En el año 1514, los
conquistadores españoles fundaron en un ameno valle del sur de Cuba, apenas a
una legua del mar, un modesto enclave al que llamaron villa de la Santísima
Trinidad. Estas fundaciones del Nuevo Mundo tenían por punto de partida el
desbroce de un terreno que serviría de plaza pública y la celebración de una
misa, en un improvisado altar, casi siempre a la sombra de un árbol.
Es curioso que el sitio
escogido para la fundación de Trinidad no estuviera próximo al mar o en la
inmediata vecindad de un río, como si los conquistadores hubieran subordinado
esas necesidades al clima y al panorama que se disfruta desde esa especie de
anfiteatro natural que es como un palco gigantesco frente al Caribe.
El nuevo asiento estuvo
marcado, desde temprano, por la precariedad y la deserción: como tantos otros
pueblos de la región, fue un apeadero en el camino de la conquista de Tierra
Firme; pero tal vez se despobló, al principio, más que otros. Justo a los cinco
años de ser fundada, cuando apenas era un caserío que empezaba a crecer por
cuenta de la ganadería, llegó Hernán Cortés y se llevó a casi todos los
hombres, entre ellos a algunos vecinos que, de pacíficos hacendados, terminaron
por convertirse en audaces guerreros –como Pedro de Alvarado, que se destacaría
en la conquista de Mesoamérica.
Por los próximos doscientos
años, Trinidad tiene un desarrollo muy lento, que tal vez podría calificarse de
raquítico. En ese tiempo se enfrentó alguna vez a corsarios y piratas (o fue
víctima de sus saqueos) y comerció asiduamente con contrabandistas. Su época de
prosperidad empieza en el siglo XVIII, y particularmente a fines de ese siglo,
cuando la revolución haitiana da lugar al gran auge del azúcar y el café de
Cuba. Es entonces que el llamado Valle de los Ingenios se convierte en un
emporio que enriquece a los trinitarios. Es la época en que se construyen las
grandes casonas y rueda el oro, con el estigma indiscutible de que esa
prosperidad, que marca el carácter definitivo de la ciudad, se sustenta sobre
el trabajo esclavo de decenas de miles de negros.

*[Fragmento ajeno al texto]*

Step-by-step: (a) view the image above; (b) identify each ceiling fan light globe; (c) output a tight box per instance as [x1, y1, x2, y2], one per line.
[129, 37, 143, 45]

La ciudad adquirió su perfil
definitivo en esa opulenta primera mitad del siglo XIX, que es también el
tiempo en que se afincan los ilustres apellidos de la oligarquía local: Iznaga,
Borrell, Brunet, Béquer, Cantero… cuyas viviendas, o sus ruinas, hoy muestran a
los turistas. En esa época Trinidad llegó a ser la capital de la región central
de Cuba y sus clases altas derrochaban en lujos suntuarios, con casas
mercantiles que importaban directamente artículos de Europa. El conde de Brunet
edificó un teatro digno de cualquier principado alemán; Justo Germán Cantero
hizo enlosar de mármol el cauce del río que pasaba por su quinta de recreo para
disfrutar de una enorme piscina natural; Juan Guillermo Béquer levantó un
palacete estilo georgiano con fuentes de las que manaba vino y champaña en sus
fabulosos saraos. De estas maravillas no quedan hoy más que algunos muros
ruinosos.
El empobrecimiento de los
suelos, la falta de previsión empresarial, la competencia de otros puertos de
embarque se citan entre las causas del declive económico que le sobrevendría a
la ciudad a partir de los años sesenta del siglo XIX. Cuando adviene la
república, Trinidad es una ciudad venida a menos que, prácticamente aislada del
resto del país, se dedica a rumiar su decadencia, a reafirmar sus costumbres y
sus tradiciones. En medio de una nación que se proyecta hacia la modernidad y
que se aprovecha notablemente de la vecindad de Estados Unidos, Trinidad
empieza a ser admirada como un asombroso reducto del mundo colonial. La pobreza
y el aislamiento sirven a los fines de la preservación.
En los fabulosos años
cincuenta, acaso la época de mayor pujanza de la Cuba que precedió al
castrismo, un nuevo auge económico parecía llamado a devolverle el esplendor a
la ciudad; pero la imposición de un régimen totalitario frustró esas
esperanzas. Trinidad no es inmune a la devastación castrista, por mucho que se
esfuercen en decir lo contrario los visitantes ingenuos y los nativos malvados.
Pese a la dedicación y al empeño de algunos honestos especialistas en la
conservación local, el resultado neto en un maquillaje fraudulento y atroz.
Medio milenio después de que aquel grupo de intrépidos
españoles le diera nombre, la villa de la Santísima Trinidad –desprovista de
muchas de las familias que alguna vez la enriquecieran y le dieran arraigo y
solera a sus tradiciones – corre el riesgo de conservarse caricaturescamente,
sin que por ello la modernidad esté a punto de transformarla. Algo para llorar.